On May 16 1988, Madonna’s Spotlight reached a peak of #3 on the Oricon International Singles Chart in Japan. The single was released on 7″ vinyl and 3″ mini CD single by Sire and Warner-Pioneer Japan on April 25 1988.
Spotlight was originally planned to be included on the True Blue album, but was cut from the line-up and eventually appeared on Madonna’s You Can Dance remix album, released on November 17 1988.
The song was written by Madonna, Stephen Bray and Curtis Hudson. The song was remixed by Shep Pettibone, with additional mixing done by John “Jellybean” Benitez.
On March 8 1988, Papa Don’t Preach was released in the CD Video format in the U.S.
The CD Video format, introduced in Japan in 1987, combined the technologies of the standard audio compact disc with LaserDisc video on a 5″ gold-coloured disc.
The Papa Don’t Preach CD Video (which was also released in Japan and in the U.K.) included the song’s 1986 music video together with the 7″ Version, 12″ Version and the U.S. b-side Pretender on the audio portion of the disc. It was Madonna’s only commercial release in the short-lived format.
On April 10 1988, Madonna won a Razzie Award for Worst Actress in Who’s That Girl at the 8th annual Golden Raspberry Awards at the Hollywood Roosevelt Hotel Blossom Ballroom in Los Angeles, California.
On January 12 1988, Possessive Love, a song written by Madonna, Patrick Leonard & Jai Winding and performed by Marilyn Martin was released as the lead single from Martin’s second album for Atlantic Records, This Is Serious. Martin is perhaps best known for her chart-topping duet with Phil Collins, Separate Lives. Though Possessive Love failed to make any chart impact, Madonna’s involvement in the song has kept it from being completely forgotten.

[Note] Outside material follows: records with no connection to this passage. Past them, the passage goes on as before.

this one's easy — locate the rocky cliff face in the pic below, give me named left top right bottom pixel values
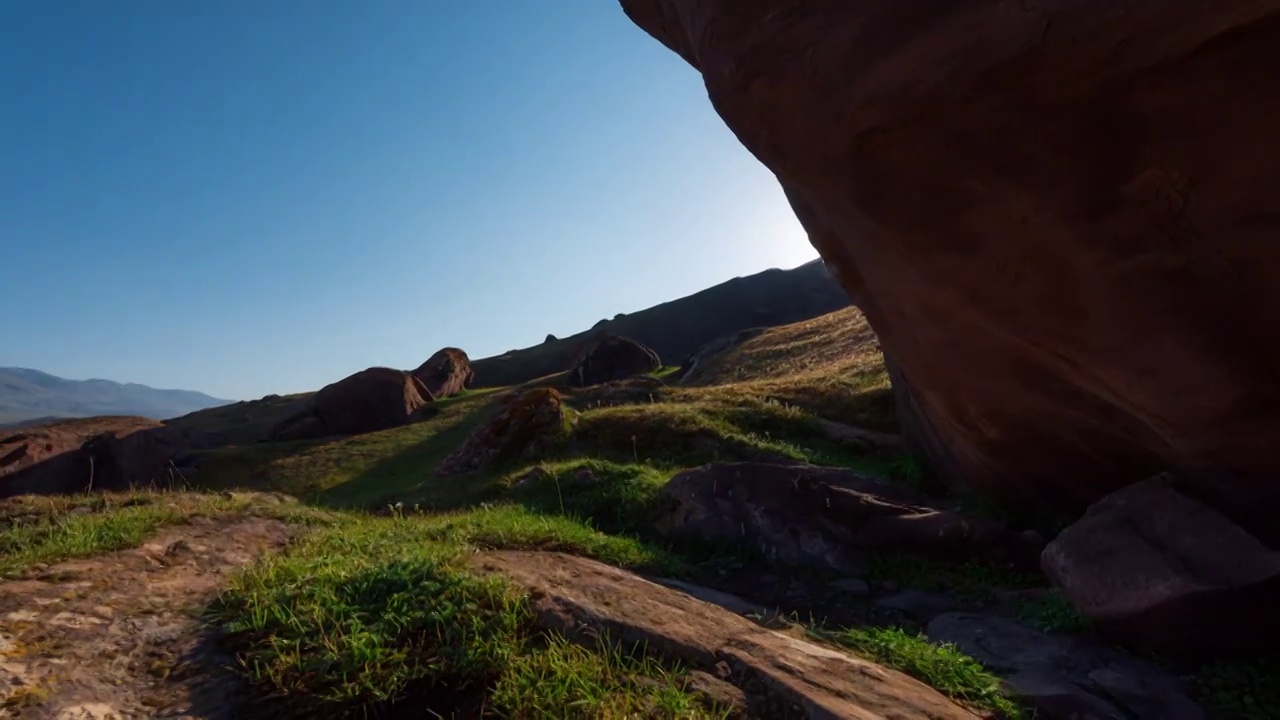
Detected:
left=619, top=0, right=1280, bottom=543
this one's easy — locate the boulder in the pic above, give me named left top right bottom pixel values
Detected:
left=436, top=388, right=574, bottom=476
left=619, top=2, right=1280, bottom=540
left=0, top=417, right=178, bottom=497
left=82, top=424, right=189, bottom=491
left=653, top=462, right=1042, bottom=574
left=568, top=335, right=660, bottom=388
left=544, top=333, right=557, bottom=343
left=311, top=367, right=431, bottom=436
left=1041, top=476, right=1280, bottom=659
left=927, top=613, right=1204, bottom=720
left=411, top=347, right=473, bottom=399
left=472, top=550, right=979, bottom=719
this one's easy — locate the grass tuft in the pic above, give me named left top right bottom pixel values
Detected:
left=208, top=509, right=709, bottom=716
left=821, top=625, right=1023, bottom=718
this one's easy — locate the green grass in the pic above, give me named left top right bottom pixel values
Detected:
left=819, top=625, right=1023, bottom=718
left=1189, top=657, right=1280, bottom=720
left=0, top=491, right=333, bottom=580
left=190, top=391, right=503, bottom=507
left=208, top=508, right=713, bottom=717
left=1014, top=591, right=1090, bottom=634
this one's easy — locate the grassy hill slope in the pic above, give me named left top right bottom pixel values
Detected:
left=469, top=258, right=849, bottom=388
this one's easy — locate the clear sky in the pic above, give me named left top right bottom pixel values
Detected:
left=0, top=1, right=817, bottom=401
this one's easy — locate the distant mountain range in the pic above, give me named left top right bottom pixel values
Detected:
left=0, top=368, right=233, bottom=428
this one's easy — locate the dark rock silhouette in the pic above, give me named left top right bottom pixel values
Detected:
left=271, top=367, right=432, bottom=440
left=411, top=347, right=474, bottom=400
left=568, top=335, right=660, bottom=388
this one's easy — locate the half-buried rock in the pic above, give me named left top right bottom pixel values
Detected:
left=271, top=367, right=433, bottom=440
left=569, top=335, right=660, bottom=387
left=655, top=462, right=1042, bottom=574
left=650, top=461, right=1039, bottom=573
left=1042, top=475, right=1280, bottom=659
left=411, top=347, right=474, bottom=399
left=436, top=388, right=574, bottom=476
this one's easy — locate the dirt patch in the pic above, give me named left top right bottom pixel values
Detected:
left=0, top=516, right=293, bottom=719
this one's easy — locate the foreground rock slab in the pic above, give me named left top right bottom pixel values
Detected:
left=0, top=514, right=294, bottom=719
left=618, top=0, right=1280, bottom=545
left=928, top=613, right=1205, bottom=720
left=655, top=462, right=1042, bottom=574
left=1042, top=476, right=1280, bottom=658
left=473, top=550, right=979, bottom=719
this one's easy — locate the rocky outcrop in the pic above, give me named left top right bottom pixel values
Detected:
left=654, top=462, right=1042, bottom=574
left=436, top=388, right=574, bottom=476
left=411, top=347, right=473, bottom=400
left=928, top=613, right=1204, bottom=720
left=1042, top=476, right=1280, bottom=658
left=568, top=335, right=660, bottom=388
left=619, top=2, right=1280, bottom=542
left=0, top=417, right=195, bottom=497
left=473, top=550, right=979, bottom=719
left=271, top=367, right=432, bottom=440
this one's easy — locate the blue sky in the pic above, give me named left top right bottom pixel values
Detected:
left=0, top=2, right=817, bottom=400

In an interview by Breathe Cast writer Timothy Yap, Martin was asked about the circumstances surrounding the song:
I met Pat Leonard when I began the search for a producer for my second album. He’s the one who approached Madonna with the idea of writing a song for me and she graciously agreed. Pat called me one day while he was working on her Like a Prayer album and asked if I would like to come and sing backgrounds [on Cherish]. Talk about an ‘Are you kidding?’ moment! That was the only time I met her. She was impressive to say the least. Very in charge. She absolutely knows her mind and insists on her music being true to her vision. She was very focused and a tad intimidating, but that’s not surprising given her amazing success over the years. I thought it was pretty cool that before agreeing to write Possessive Love for me to sing on my album she asked Pat Leonard if I was a nice person.”
Martin’s claim that the song was written specifically for her rather than being a leftover from one of Madonna’s album sessions is likely accurate, given the fact that Winding was never involved in songwriting sessions for any of Madonna’s albums. Winding’s involvement as a musician in the Who’s That Girl Tour suggests that the song may have been written at some point during the 1987 tour.
The sentiments expressed in Possessive Love appear to align with the issues Madonna was reportedly facing in her marriage to Sean Penn at the time, with reports of their initial separation dominating the tabloids in late 1987. Madonna would revisit and further elaborate on her marital woes on the Like A Prayer album track, Til Death Do Us Part, which was written later in 1988.
On January 9 1988, Spotlight peaked at #15 on Billboard’s Hot Crossover Singles chart in the U.S.
Despite not being released as a single commercially outside Japan and receiving no direct promotion in the U.S., Spotlight managed to garner enough airplay for an eight-week run on the Crossover chart. It also appeared on the Hot 100 Airplay chart for five weeks, peaking at #32 in February, 1988.
On September 26 1988, Madonna began recording the Like A Prayer album in Los Angeles, California with collaborators Patrick Leonard and Stephen Bray.
Madonna had begun writing for the album during down time of her Broadway run in David Mamet’s Speed-The-Plow, for which she gave her final performance in late August. With her marriage to Sean Penn on the rocks, Madonna found herself at a personal and creative crossroads–with plenty to express.